Although it may seem utopian, we believe that in the multiplication of strongly democratic communities around the world lies our best hope for the emergence of a global community that can deal concertedly with matters of general concern to our species as a whole: with war and strife, with violations of basic rights, with environmental degradation, and with the extreme material deprivation that stunts the bodies, minds, and spirits of children. Our communitarian concern may begin with ourselves and our families, but it rises inexorably to the long-imagined community of humankind.

In Conclusion
A Question of Responsibility
Although some of the responsibilities identified in this manifesto are expressed in legal terms, and the law does play a significant role not only in regulating society, but also in indicating which values it holds dear, our first and foremost purpose is to affirm the moral commitments of parents, young persons, neighbors, and citizens, to affirm the importance of the communities within which such commitments take shape and are transmitted from one generation to the next. This is not primarily a legal matter. On the contrary, when a community reaches the point at which these responsibilities are largely enforced by the powers of the state, it is in deep moral crisis. If communities are to function well, most members most of the time must discharge their responsibilities because they are committed to do so, not because they fear lawsuits, penalties, or jails. Nevertheless, the state and its agencies must take care not to harm the structures of civil society on which we all depend. Social environments, like natural environments, cannot be taken for granted.
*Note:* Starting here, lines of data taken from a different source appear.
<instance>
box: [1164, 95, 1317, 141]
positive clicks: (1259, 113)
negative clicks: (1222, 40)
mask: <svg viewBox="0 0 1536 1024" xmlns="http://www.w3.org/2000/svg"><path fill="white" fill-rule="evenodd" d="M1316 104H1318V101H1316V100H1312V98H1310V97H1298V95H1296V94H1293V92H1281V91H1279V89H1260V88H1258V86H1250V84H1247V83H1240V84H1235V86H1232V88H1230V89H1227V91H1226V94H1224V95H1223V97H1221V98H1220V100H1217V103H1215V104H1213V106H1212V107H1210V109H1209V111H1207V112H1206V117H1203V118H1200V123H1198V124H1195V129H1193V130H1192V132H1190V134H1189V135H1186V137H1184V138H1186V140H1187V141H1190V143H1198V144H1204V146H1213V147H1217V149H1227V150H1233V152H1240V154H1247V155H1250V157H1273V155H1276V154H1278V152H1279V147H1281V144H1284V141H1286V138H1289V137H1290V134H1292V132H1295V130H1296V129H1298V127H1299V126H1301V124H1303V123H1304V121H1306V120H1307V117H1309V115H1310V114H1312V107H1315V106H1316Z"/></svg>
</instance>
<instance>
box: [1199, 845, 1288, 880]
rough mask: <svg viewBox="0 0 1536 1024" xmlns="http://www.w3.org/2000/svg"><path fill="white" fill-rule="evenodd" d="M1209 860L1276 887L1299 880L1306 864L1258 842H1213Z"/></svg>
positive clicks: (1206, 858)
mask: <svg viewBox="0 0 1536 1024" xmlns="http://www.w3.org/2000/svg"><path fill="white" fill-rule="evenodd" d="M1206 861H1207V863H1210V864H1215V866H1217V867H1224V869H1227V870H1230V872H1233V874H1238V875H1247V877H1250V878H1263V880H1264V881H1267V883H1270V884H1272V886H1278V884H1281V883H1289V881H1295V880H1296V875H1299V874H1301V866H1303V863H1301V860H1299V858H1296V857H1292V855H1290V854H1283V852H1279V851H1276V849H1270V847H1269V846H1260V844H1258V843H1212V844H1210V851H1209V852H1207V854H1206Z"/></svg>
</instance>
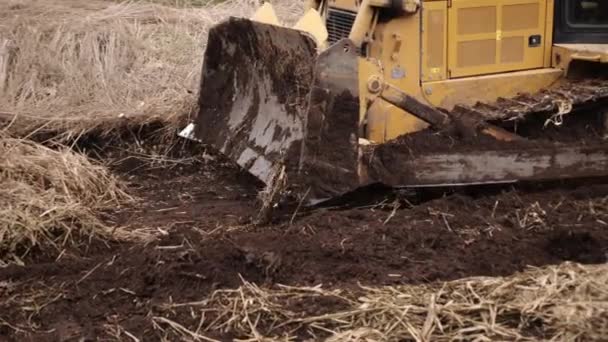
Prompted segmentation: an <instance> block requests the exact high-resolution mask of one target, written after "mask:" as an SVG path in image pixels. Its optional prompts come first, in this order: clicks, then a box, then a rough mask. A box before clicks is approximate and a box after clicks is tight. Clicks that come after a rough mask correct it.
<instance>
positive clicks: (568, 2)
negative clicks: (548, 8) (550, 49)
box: [554, 0, 608, 44]
mask: <svg viewBox="0 0 608 342" xmlns="http://www.w3.org/2000/svg"><path fill="white" fill-rule="evenodd" d="M554 42H555V43H558V44H559V43H562V44H567V43H571V44H575V43H590V44H608V2H607V1H602V0H559V1H558V5H557V8H556V12H555V37H554Z"/></svg>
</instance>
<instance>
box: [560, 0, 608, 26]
mask: <svg viewBox="0 0 608 342" xmlns="http://www.w3.org/2000/svg"><path fill="white" fill-rule="evenodd" d="M566 19H567V21H568V24H569V25H570V26H573V27H608V0H570V1H568V7H567V15H566Z"/></svg>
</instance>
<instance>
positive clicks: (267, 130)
mask: <svg viewBox="0 0 608 342" xmlns="http://www.w3.org/2000/svg"><path fill="white" fill-rule="evenodd" d="M357 77H358V59H357V53H356V48H355V47H354V45H353V44H352V42H350V41H349V40H347V39H345V40H342V41H339V42H337V43H335V44H334V45H332V46H331V47H329V48H328V49H326V50H324V51H323V52H321V53H318V52H317V50H316V43H315V42H314V41H313V40H312V39H311V38H310V37H308V36H307V35H306V34H305V33H302V32H300V31H297V30H293V29H288V28H283V27H277V26H273V25H268V24H262V23H258V22H252V21H250V20H246V19H236V18H231V19H230V20H228V21H226V22H224V23H221V24H219V25H217V26H215V27H214V28H213V29H211V31H210V33H209V41H208V46H207V49H206V51H205V59H204V64H203V72H202V80H201V88H200V95H199V104H200V110H199V114H198V117H197V119H196V121H195V123H196V128H195V131H194V137H195V138H196V139H198V140H200V141H202V142H203V143H207V144H211V145H213V146H215V147H216V148H217V149H219V150H220V152H222V153H223V154H225V155H226V156H228V157H229V158H230V159H232V160H234V161H235V162H237V163H238V164H239V165H240V166H241V167H243V168H244V169H245V170H247V171H249V172H250V173H251V174H253V175H254V176H256V177H257V178H259V179H260V180H261V181H263V182H264V183H266V184H267V185H269V186H271V187H273V186H274V183H275V181H276V177H278V175H279V174H283V171H285V174H286V175H287V187H288V188H289V190H291V191H290V192H291V193H293V194H296V195H298V196H299V195H302V194H306V196H307V197H308V198H316V197H318V196H322V197H331V196H334V195H337V194H340V193H342V192H345V191H349V190H351V189H352V187H356V186H358V182H359V180H358V176H357V166H358V163H357V161H358V160H357V158H358V154H357V153H358V147H357V141H358V137H357V129H358V115H359V99H358V79H357ZM282 177H283V176H281V178H282Z"/></svg>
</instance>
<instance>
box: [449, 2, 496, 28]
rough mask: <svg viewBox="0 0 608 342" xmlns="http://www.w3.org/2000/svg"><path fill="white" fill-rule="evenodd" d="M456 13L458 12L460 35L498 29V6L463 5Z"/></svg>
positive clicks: (458, 25)
mask: <svg viewBox="0 0 608 342" xmlns="http://www.w3.org/2000/svg"><path fill="white" fill-rule="evenodd" d="M456 13H458V24H457V27H458V34H459V35H464V34H476V33H493V32H495V31H496V6H483V7H463V8H459V9H458V10H457V11H456Z"/></svg>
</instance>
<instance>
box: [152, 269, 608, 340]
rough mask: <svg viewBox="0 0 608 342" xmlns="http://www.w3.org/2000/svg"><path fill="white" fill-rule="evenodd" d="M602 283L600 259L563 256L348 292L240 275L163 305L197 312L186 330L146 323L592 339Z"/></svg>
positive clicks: (408, 332)
mask: <svg viewBox="0 0 608 342" xmlns="http://www.w3.org/2000/svg"><path fill="white" fill-rule="evenodd" d="M607 283H608V274H607V273H606V266H604V265H602V266H586V267H583V266H580V265H577V264H570V263H565V264H562V265H560V266H554V267H546V268H539V269H531V270H529V271H526V272H523V273H520V274H516V275H513V276H510V277H506V278H489V277H479V278H469V279H462V280H457V281H452V282H447V283H444V284H435V285H431V286H395V287H363V288H360V289H358V290H355V291H349V290H333V291H332V290H324V289H322V288H321V287H312V288H311V287H308V288H303V287H287V286H281V287H279V288H277V289H264V288H260V287H258V286H256V285H255V284H252V283H248V282H245V283H244V285H243V286H241V287H240V288H238V289H235V290H219V291H217V292H215V293H213V294H212V295H211V296H210V297H209V298H207V299H205V300H202V301H200V302H194V303H182V304H171V305H168V306H167V308H166V309H167V310H172V311H175V310H177V311H179V310H182V311H188V312H190V313H191V314H192V315H193V320H192V321H194V322H197V319H200V324H199V325H195V326H190V329H188V328H186V326H188V325H187V324H184V323H183V322H180V323H177V322H175V321H171V320H169V319H167V318H162V317H156V318H154V322H155V323H156V324H157V327H158V328H159V329H170V330H172V331H173V333H174V334H175V335H177V336H178V337H180V338H186V339H191V340H208V339H207V338H206V337H205V336H204V334H202V332H203V331H210V332H213V331H221V332H222V333H230V334H232V335H234V336H238V337H240V338H244V339H247V340H251V341H275V340H276V341H278V340H284V341H287V340H296V339H298V337H299V338H300V339H301V338H302V334H303V331H304V332H306V335H308V337H309V338H311V340H321V339H325V338H327V339H326V340H327V341H454V340H459V341H489V340H502V341H505V340H509V341H511V340H519V341H538V340H552V341H592V340H595V341H599V340H601V339H602V338H604V337H605V336H606V335H607V334H608V316H607V315H606V314H607V313H608V289H606V284H607ZM323 303H325V304H323ZM330 303H333V304H331V305H327V304H330ZM296 304H297V305H296ZM311 309H312V310H318V311H320V313H318V314H314V313H311V312H310V310H311ZM322 337H323V338H322Z"/></svg>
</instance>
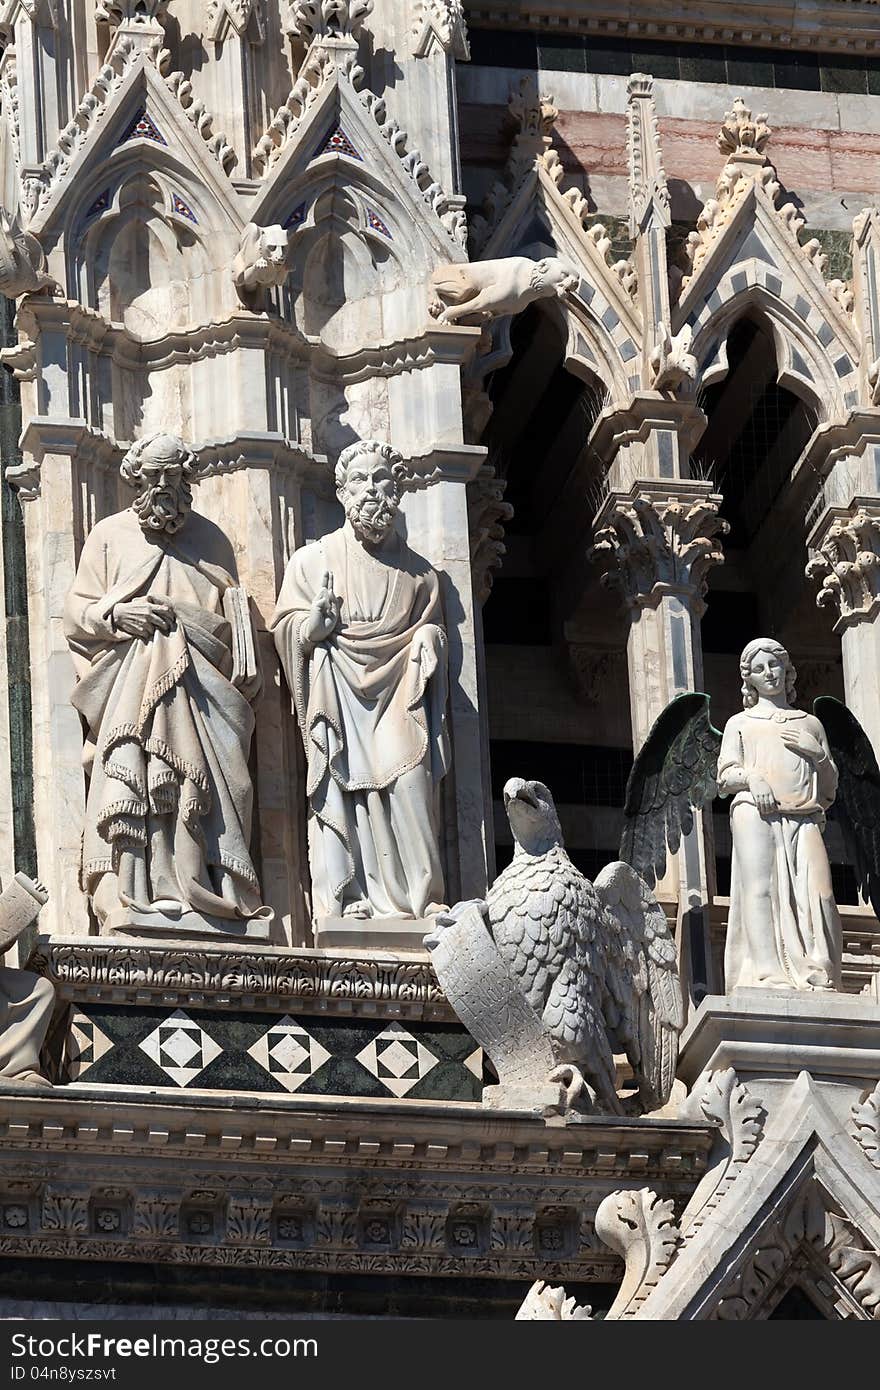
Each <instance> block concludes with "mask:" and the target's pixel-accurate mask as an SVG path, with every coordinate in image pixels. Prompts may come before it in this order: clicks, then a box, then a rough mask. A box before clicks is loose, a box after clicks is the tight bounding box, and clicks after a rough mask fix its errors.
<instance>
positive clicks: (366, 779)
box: [271, 521, 449, 917]
mask: <svg viewBox="0 0 880 1390" xmlns="http://www.w3.org/2000/svg"><path fill="white" fill-rule="evenodd" d="M327 573H331V574H332V577H334V580H332V582H334V592H335V594H336V595H338V598H339V599H341V600H342V607H341V619H339V623H338V626H336V630H335V631H334V632H332V634H331V635H329V638H327V639H325V641H323V642H318V644H317V646H316V648H314V649H313V651H311V652H307V651H306V649H304V648H303V642H302V641H300V630H302V627H303V623H304V621H306V619H307V616H309V610H310V607H311V602H313V599H314V598H316V595H317V594H318V591H320V589H321V587H323V580H324V574H327ZM441 624H442V610H441V596H439V581H438V577H437V574H435V571H434V570H432V569H431V566H430V564H428V562H427V560H424V559H423V557H421V556H418V555H416V553H414V552H413V550H410V549H409V546H407V545H406V543H405V541H403V539H402V538H400V537H399V535H396V534H392V535H391V537H389V538H388V539H386V542H385V543H384V545H382V546H380V548H377V549H375V550H367V549H366V548H364V546H363V545H361V543H360V541H359V539H357V537H356V535H355V532H353V530H352V525H350V523H349V521H346V523H345V525H343V527H341V528H339V530H338V531H334V532H331V534H329V535H325V537H324V538H323V539H321V541H317V542H314V543H313V545H306V546H303V548H302V549H300V550H298V552H296V553H295V555H293V557H292V559H291V562H289V564H288V569H286V573H285V577H284V584H282V587H281V594H279V595H278V606H277V609H275V616H274V619H272V624H271V626H272V630H274V632H275V644H277V646H278V653H279V656H281V662H282V666H284V669H285V673H286V676H288V682H289V685H291V688H292V691H293V699H295V703H296V712H298V716H299V721H300V728H302V735H303V742H304V746H306V756H307V760H309V781H307V795H309V803H310V820H309V859H310V867H311V890H313V910H314V915H316V916H317V917H335V916H341V915H342V913H343V909H345V906H346V905H348V903H356V902H360V901H366V902H368V903H370V915H371V916H374V917H396V916H400V917H423V916H424V915H425V912H427V910H428V909H430V908H432V906H437V905H441V903H442V901H443V878H442V867H441V858H439V845H438V785H439V781H441V778H442V777H443V776H445V773H446V770H448V766H449V745H448V735H446V714H445V710H446V695H448V671H446V642H445V632H443V628H442V626H441ZM420 630H428V631H427V641H428V649H427V651H425V652H424V653H423V656H421V657H420V659H418V660H413V659H412V657H413V638H414V637H416V634H417V632H418V631H420Z"/></svg>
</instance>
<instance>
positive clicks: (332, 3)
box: [285, 0, 373, 43]
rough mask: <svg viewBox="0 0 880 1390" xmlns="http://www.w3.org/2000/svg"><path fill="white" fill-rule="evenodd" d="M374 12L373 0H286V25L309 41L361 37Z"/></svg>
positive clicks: (296, 36) (288, 29)
mask: <svg viewBox="0 0 880 1390" xmlns="http://www.w3.org/2000/svg"><path fill="white" fill-rule="evenodd" d="M371 13H373V0H286V6H285V29H286V32H288V33H291V35H295V36H296V38H298V39H303V40H304V42H306V43H313V42H314V40H316V39H353V40H357V39H360V35H361V31H363V26H364V24H366V21H367V19H368V18H370V15H371Z"/></svg>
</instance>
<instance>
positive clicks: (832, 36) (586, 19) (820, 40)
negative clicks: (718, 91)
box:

It has been argued by libertarians that responsibilities are a personal matter, that individuals are to judge which responsibilities they accept as theirs. As we see it, responsibilities are anchored in community. Reflecting the diverse moral voices of their citizens, responsive communities define what is expected of people; they educate their members to accept these values; and they praise them when they do and frown upon them when they do not. Although the ultimate foundation of morality may be commitments of individual conscience, it is communities that help introduce and sustain these commitments. Hence the urgent need for communities to articulate the responsibilities they expect their members to discharge, especially in times, such as our own, in which the understanding of these responsibilities has weakened and their reach has grown unclear.

Further Work
This is only a beginning. This platform is but a point in dialogue, part of an ongoing process of deliberation. It should not be viewed as a series of final conclusions but ideas for additional discussion. We do not claim to have the answers to all that troubles America these days. However, we are heartened by the groundswell of support that our initial efforts have brought to the communitarian perspective. If more and more Americans come forward and join together to form active communities that seek to reinvigorate the moral and social order, we will be able to deal better with many of our communities’ problems while reducing our reliance on governmental regulation, controls, and force. We will have a greater opportunity to work out shared public policy based on broad consensus and shared moral and legal traditions. And we will have many more ways to make our society a place in which individual rights are vigilantly maintained, while the seedbeds of civic virtue are patiently nurtured.